San Francisco 49ers Homegrown App Hits Paydirt
A tech startup spun off by the San Francisco 49ers ownership has hit venture capital pay dirt.
VenueNext, which uses mobile technology to enhance the fan live event experience in the team’s state-of-the-art Levi’s Stadium, has scored $9 million in financing from companies including Live Nation Entertainment (NYSE:LYV), Twitter (NYSE:TWTR), and Aruba Networks (NYSE:HPQ).
“We had folks reaching out,” says 49ers CEO Jed York, who is also chairman of the VenueNext board. “It was easy to bring them in and let them use the product and as they used it, they reached out to us to ask if it was something they could invest in…It wasn’t a hard sell to someone who understands sports and uses the product.” York adds the app gives venue operators a deeper dive into who’s there and how tickets are being used. “We have 17,000 season ticket holder accounts. I didn’t know if you were coming with your family to use your four tickets. We went from knowing 17,000 names to over 200,000 people coming through the stadium. That’s a huge benefit.”
VenueNext’s caliber of public company investors also suggests the app technology may expand beyond the 49ers family. “In the context of what they need with lead investors, they’ve got it all covered,” says Tim Bajarin, president of tech consulting firm Creative Strategies.

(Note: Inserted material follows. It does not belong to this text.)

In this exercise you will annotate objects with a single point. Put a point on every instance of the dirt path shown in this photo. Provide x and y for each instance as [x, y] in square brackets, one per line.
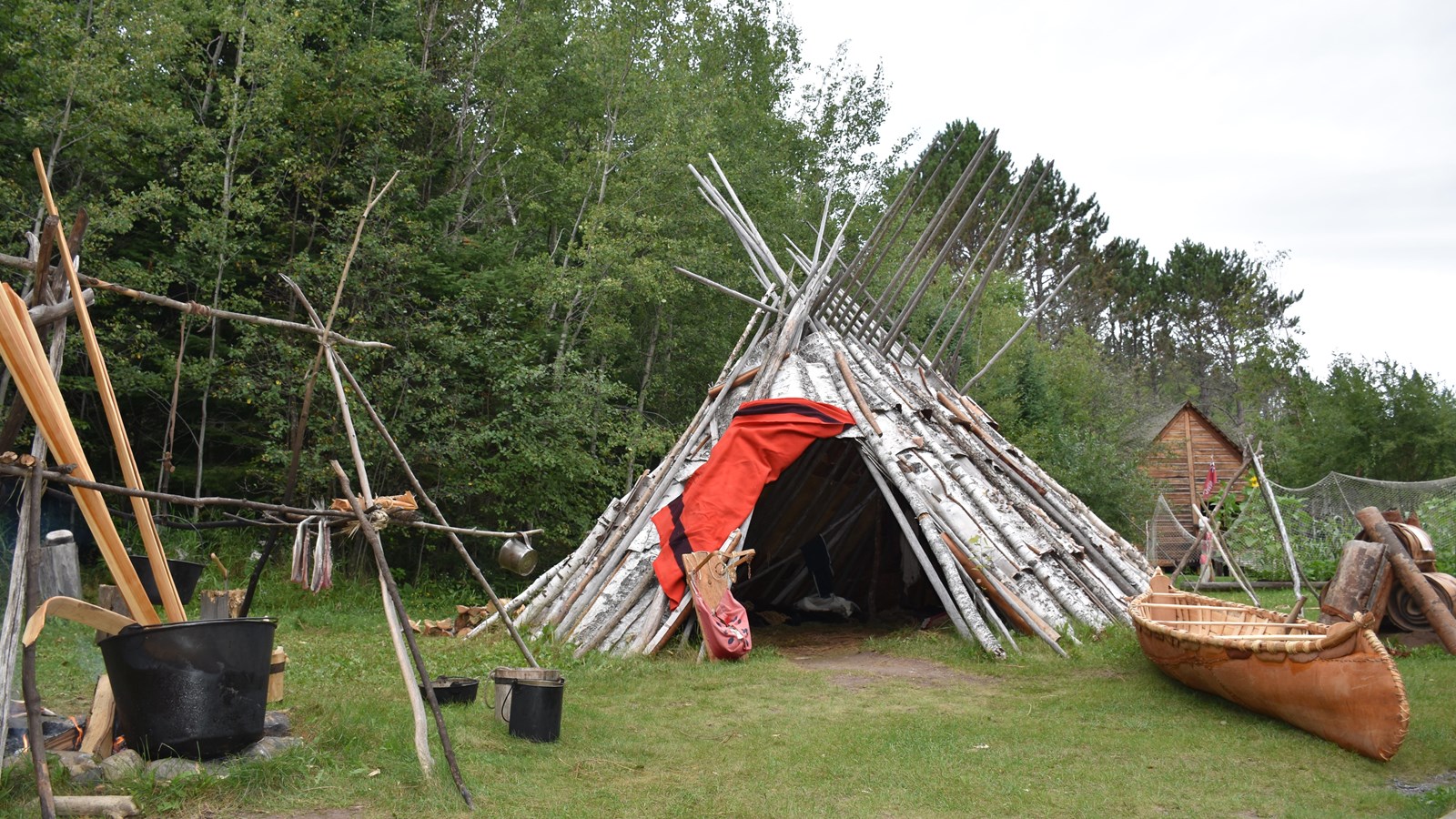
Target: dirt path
[839, 651]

He adds, “Live Nation (investing) suggests they see this as a potential enhancement to their own service offerings and Twitter coming in realizes this is the social networking layer. They would not make this investment unless they saw it as strategic.”
It’s a strong opening drive for a company whose app is probably known at this point mostly only to San Francisco 49ers fans, that is if they paid attention to the company’s name behind the Levi’s Stadium app. The company was incubated in-house by the 49ers to help the high-tech local fan base better enjoy the experience of attending home games in the stadium which opened last season.
“We get rid of pain points at live events,” explains VenueNext founder/CEO John Paul. “Driving directions, where to park, getting food and drink delivered to your seat, wayfinding to your seat (and home with mass transit and Uber links), buying and transferring tickets… We’re using the smartphone and network to integrate with services and take away that pain.” The app also delivers instant replays.
Plus, the app is a money maker, ringing up $1.25 million in revenue at Levi’s Stadium last year, according to Paul. The startup CEO says outside of tickets and concessions there are other ways the app can boost the bottom line. “We charge (customers) an annual license fee and let the team or venue operator monetize our app and platform. The 49ers believe that number was $3 million last year (in revenue and cost savings) and eSurance paid $750,000 to advertise on our app. That’s how a venue can get a return on the investment.”
The 49ers are banking on VenueNext’s mobile ticketing to save another million bucks as the team goes paperless for tickets to home games for the upcoming season.
Creative Strategies’ Bajarin says there are some competitors but none as far along as VenueNext and stadiums that try to do it in-house may find it more difficult than outsourcing. “It’s transferable to any venue and any event,” he says, adding, “It’s ideal for sports but it could be used for concerts or the National Republican or Democratic Conventions….it solves a very big problem. It’s easily hundreds of millions of dollars in opportunity.”
Causeway Media Partners is leading this round of financing and managing partner Mark Wan, who owns a piece of the NFL’s San Francisco 49ers and the NBA’s Boston Celtics, is joining the VenueNext board which is backed by Aurum Partners and other funds affiliated with the NFL team.
VenueNext executives would not comment on future deals except to say this round of funding allows the company to scale up in size with plans to double from 40 employees to 80 by next year.
“When those deals are announced, it will show the world we’re not just at Levi’s Stadium and not just at sports events,” asserts Paul.